Non-Euclidean Gradient Descent Operates at the Edge of Stability

The Edge of Stability (EoS) is a phenomenon where the sharpness (largest eigenvalue) of the Hessian converges to $2/\eta$ during training with gradient descent (GD) with a step-size $\eta$. Despite violating classical smoothness assumptions, EoS has been widely observed in deep learning, but its theoretical foundations remain incomplete. We propose a framework for analyzing EoS of non-Euclidean GD using directional smoothness (Mishkin et al., 2024), which naturally extends to non-Euclidean norms.
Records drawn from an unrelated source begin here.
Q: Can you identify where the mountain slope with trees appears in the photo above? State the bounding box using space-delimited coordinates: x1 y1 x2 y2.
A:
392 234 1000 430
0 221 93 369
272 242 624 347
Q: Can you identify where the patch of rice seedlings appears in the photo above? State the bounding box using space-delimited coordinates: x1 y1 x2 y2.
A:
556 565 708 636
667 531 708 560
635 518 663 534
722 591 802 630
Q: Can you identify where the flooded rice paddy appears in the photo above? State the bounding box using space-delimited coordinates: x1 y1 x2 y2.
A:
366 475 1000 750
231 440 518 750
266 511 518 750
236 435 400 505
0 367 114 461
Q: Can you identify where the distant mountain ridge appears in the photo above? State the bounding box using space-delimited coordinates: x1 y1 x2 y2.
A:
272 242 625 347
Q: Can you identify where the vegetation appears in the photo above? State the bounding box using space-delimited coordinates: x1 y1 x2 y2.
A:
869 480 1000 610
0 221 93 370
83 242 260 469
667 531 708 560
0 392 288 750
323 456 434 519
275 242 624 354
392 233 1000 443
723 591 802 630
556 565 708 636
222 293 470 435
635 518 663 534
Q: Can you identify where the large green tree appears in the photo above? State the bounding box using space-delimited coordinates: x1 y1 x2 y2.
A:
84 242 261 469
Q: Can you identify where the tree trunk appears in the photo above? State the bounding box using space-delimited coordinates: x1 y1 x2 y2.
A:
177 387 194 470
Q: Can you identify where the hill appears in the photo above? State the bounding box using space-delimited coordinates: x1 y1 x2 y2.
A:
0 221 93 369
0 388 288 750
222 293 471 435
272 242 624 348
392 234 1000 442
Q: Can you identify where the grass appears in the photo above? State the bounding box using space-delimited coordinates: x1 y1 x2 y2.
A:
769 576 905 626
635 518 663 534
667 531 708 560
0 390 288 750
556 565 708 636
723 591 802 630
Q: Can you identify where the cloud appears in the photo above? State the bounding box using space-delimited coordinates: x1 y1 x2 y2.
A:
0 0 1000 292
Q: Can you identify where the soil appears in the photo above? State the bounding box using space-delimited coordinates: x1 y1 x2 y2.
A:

This approach allows us to characterize EoS beyond the standard Euclidean setting, encompassing methods such as $\ell_{\infty}$-descent, Block CD, Spectral GD, and Muon without momentum. We derive the appropriate measure of the generalized sharpness under an arbitrary norm. Our generalized sharpness measure includes previously studied vanilla GD and preconditioned GD as special cases. Through analytical results and experiments on neural networks, we show that non-Euclidean GD also exhibits progressive sharpening followed by oscillations around the threshold $2/\eta$. Practically, our framework provides a single, geometry-aware spectral measure that works across optimizers, bridging the gap between empirical observations and deep learning theory.